Steadfast Stewardship
“I have called you… giving you a title” (Isaiah 45:4)
The Responsorial invites us: “Give to the Lord the glory due his name! Bring gifts!”
What better gifts than the ones he has given us? How “bring” them better than by using them in his service?
God “called” each of us and gave us several “titles”: “son, daughter of the Father,” “prophet,” “priest,” “steward” (manager) of Christ’s kingship. Our all-inclusive title is “Messiah,” since by Baptism we “became Christ” (Catechism of the Catholic Church 795).

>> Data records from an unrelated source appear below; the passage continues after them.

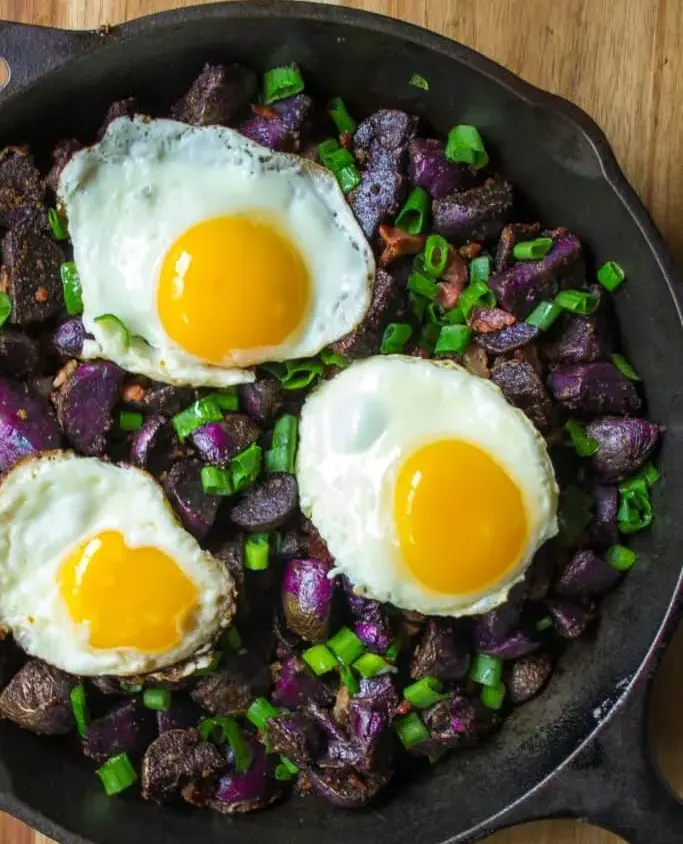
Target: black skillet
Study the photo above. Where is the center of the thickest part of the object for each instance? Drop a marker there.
(582, 748)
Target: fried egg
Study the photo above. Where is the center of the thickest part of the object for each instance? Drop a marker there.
(96, 574)
(431, 491)
(214, 252)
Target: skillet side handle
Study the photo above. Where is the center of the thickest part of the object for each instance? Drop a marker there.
(28, 52)
(615, 782)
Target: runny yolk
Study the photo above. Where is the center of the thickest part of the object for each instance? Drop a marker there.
(229, 284)
(461, 520)
(131, 597)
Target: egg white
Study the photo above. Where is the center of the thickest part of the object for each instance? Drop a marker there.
(130, 196)
(48, 505)
(358, 428)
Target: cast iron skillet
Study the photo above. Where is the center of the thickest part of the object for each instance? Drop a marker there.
(582, 748)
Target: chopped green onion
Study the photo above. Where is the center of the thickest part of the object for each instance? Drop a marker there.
(411, 730)
(418, 81)
(453, 338)
(5, 307)
(396, 335)
(245, 467)
(425, 693)
(611, 275)
(346, 646)
(128, 420)
(487, 670)
(117, 774)
(480, 269)
(532, 250)
(577, 301)
(157, 699)
(422, 285)
(620, 557)
(349, 679)
(465, 146)
(216, 481)
(625, 367)
(256, 551)
(372, 665)
(281, 82)
(411, 218)
(286, 770)
(260, 712)
(436, 255)
(224, 728)
(56, 222)
(544, 315)
(71, 284)
(345, 124)
(79, 707)
(320, 658)
(493, 696)
(583, 444)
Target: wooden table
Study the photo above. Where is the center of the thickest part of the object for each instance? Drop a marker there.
(621, 61)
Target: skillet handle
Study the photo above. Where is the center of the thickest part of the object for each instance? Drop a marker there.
(615, 782)
(28, 52)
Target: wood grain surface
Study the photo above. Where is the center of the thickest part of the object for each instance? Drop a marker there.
(620, 60)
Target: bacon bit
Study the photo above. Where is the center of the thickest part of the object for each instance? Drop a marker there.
(487, 320)
(470, 250)
(133, 393)
(398, 243)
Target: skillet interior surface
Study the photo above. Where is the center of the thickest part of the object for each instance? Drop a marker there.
(563, 167)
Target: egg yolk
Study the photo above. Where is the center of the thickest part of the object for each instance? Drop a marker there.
(131, 597)
(461, 519)
(230, 284)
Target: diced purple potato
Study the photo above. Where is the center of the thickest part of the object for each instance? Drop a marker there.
(231, 690)
(27, 423)
(262, 399)
(569, 619)
(154, 446)
(475, 214)
(68, 337)
(267, 504)
(512, 646)
(85, 402)
(218, 442)
(521, 287)
(174, 760)
(527, 676)
(439, 653)
(344, 790)
(127, 729)
(511, 235)
(586, 574)
(38, 698)
(580, 339)
(307, 598)
(196, 510)
(387, 305)
(295, 736)
(217, 96)
(295, 684)
(22, 194)
(604, 529)
(278, 126)
(594, 389)
(508, 339)
(624, 445)
(522, 387)
(429, 168)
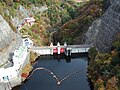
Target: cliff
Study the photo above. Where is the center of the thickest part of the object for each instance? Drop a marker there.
(103, 30)
(9, 41)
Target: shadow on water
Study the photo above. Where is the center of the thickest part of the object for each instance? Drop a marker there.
(66, 70)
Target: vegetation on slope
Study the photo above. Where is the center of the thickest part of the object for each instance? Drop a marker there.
(73, 30)
(104, 68)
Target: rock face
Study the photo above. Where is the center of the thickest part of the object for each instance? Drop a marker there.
(103, 31)
(9, 41)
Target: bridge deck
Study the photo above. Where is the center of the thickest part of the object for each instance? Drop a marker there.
(69, 46)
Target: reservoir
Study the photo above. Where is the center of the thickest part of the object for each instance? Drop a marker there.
(58, 73)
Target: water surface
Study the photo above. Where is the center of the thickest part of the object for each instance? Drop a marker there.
(61, 67)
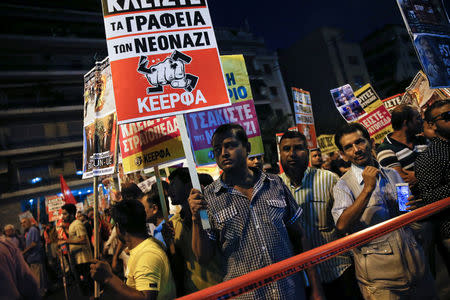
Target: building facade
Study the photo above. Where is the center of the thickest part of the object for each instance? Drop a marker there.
(322, 61)
(45, 53)
(391, 59)
(44, 57)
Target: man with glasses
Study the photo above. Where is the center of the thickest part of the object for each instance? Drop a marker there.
(432, 168)
(391, 266)
(312, 189)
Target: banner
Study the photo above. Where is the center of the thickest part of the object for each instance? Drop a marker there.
(326, 143)
(146, 185)
(80, 206)
(53, 205)
(429, 27)
(368, 98)
(304, 116)
(27, 215)
(346, 103)
(149, 143)
(99, 135)
(392, 102)
(377, 123)
(365, 107)
(90, 200)
(164, 58)
(67, 193)
(201, 125)
(420, 95)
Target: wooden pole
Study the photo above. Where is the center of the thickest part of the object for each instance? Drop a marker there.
(96, 234)
(191, 166)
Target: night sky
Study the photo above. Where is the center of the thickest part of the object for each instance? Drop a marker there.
(281, 23)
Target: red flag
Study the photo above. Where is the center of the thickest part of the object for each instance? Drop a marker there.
(67, 194)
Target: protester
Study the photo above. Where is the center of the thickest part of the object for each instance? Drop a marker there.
(313, 190)
(250, 213)
(149, 274)
(10, 235)
(392, 266)
(400, 148)
(256, 161)
(432, 170)
(153, 210)
(80, 250)
(338, 165)
(130, 191)
(195, 276)
(17, 280)
(316, 158)
(33, 253)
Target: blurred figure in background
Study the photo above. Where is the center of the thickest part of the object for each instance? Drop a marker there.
(316, 158)
(33, 253)
(256, 161)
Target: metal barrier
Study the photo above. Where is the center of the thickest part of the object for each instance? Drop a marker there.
(279, 270)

Paul gave “thanks to God” for the way the Thessalonians used their gifts of faith, hope and love: “calling to mind your work of faith and labor of love and endurance in hope of our Lord Jesus.”
“This is the work (ergon) of God, that you believe in him whom he has sent” (John 6:9). The “action” (ergon) of faith is to show love (agape) by “laborious toil” (kopos), and to persevere in it with steadfastness or “patient endurance” (hupomone) through the gift of divine hope and “expectation” (elpis).
This is stewardship.
This recalls the “steadfast love” of John 1:14, usually translated as “grace and truth” or, by the Jerome Biblical Commentary (1968), as “kindness and fidelity” (Hebrew: hesed, emet, Greek: charis, aletheia), adding: “These terms are the characteristic of the God of Israel’s covenant. In Exodus 24:6 they appear together as a virtual definition of God.”
Faithful stewardship is being like God.
PRAY: “Lord, keep me faithful!”
PRACTICE: Use your gifts. Persevere.